Argentine politician (born 1952)

Eduardo Gabriel Fernández (born 9 June 1952) is an Argentine public accountant and politician, who served as National Deputy representing Córdoba. A member of the Solidary Party (PSOL), Fernández was elected in 2019 for the Frente de Todos and finished his term in 2023. He presides the Córdoba chapter of the PSOL.

==Early life and education==
Fernández was born on 9 June 1952 in the City of Córdoba. He studied public accounting at the National University of Córdoba.

==Political career==
Fernández has done his political career in the Solidary Party (PSOL). In 2011, Fernández was the New Encounter candidate to the governorship of Córdoba Province; he garnered 0.93% of the vote and landed fifth in the election.

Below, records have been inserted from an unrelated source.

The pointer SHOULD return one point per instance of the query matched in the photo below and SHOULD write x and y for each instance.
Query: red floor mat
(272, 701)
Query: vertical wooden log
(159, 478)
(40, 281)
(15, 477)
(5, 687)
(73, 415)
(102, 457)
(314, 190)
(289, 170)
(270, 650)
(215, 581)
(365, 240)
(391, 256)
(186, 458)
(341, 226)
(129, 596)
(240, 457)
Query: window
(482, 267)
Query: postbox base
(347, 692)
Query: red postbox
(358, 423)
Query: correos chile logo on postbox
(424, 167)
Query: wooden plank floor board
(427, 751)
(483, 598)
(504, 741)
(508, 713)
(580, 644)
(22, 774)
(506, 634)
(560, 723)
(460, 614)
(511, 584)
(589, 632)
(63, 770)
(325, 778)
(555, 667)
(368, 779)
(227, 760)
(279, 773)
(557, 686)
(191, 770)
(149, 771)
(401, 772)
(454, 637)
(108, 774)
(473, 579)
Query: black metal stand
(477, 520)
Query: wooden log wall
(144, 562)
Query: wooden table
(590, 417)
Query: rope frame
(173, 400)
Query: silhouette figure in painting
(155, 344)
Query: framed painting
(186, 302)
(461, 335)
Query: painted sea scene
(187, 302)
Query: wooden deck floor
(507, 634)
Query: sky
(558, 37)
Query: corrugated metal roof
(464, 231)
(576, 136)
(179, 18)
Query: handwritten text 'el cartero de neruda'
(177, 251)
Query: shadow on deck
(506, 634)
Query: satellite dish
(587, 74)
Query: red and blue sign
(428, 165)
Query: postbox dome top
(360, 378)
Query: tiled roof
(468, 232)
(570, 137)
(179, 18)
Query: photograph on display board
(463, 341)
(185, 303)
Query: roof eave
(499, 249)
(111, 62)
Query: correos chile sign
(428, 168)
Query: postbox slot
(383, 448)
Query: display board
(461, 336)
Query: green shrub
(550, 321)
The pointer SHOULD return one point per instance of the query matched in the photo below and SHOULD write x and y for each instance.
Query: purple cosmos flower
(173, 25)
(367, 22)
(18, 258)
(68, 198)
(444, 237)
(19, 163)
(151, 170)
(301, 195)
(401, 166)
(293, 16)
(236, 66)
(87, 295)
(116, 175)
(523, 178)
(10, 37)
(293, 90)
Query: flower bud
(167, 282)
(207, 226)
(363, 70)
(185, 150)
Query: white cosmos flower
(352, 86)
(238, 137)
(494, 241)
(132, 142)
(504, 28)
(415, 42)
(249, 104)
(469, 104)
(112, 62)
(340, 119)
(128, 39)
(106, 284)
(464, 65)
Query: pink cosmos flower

At the 2017 legislative election, Fernández was the third candidate in the Córdoba Ciudadana alliance list, headed by Pablo Carro. The list received 9.71% of the vote, enough for only Carro to be elected. Fernández ran again in the 2019 legislative election, this time as the first candidate in the Frente de Todos list, alongside Gabriela Estévez. The list received 22.31% of the vote, and both Fernández and Estévez were elected.

As a national deputy, Fernández formed part of the parliamentary commissions on Natural Resources, Industry, Finances, Economy, Communications, Science and Technology, Analysis and Following of Tax Norms, and Small and Medium-sized Companies. He was a vocal supporter of the legalization of abortion in Argentina, votin in favour of the 2020 Voluntary Interruption of Pregnancy bill that passed the Argentine Congress.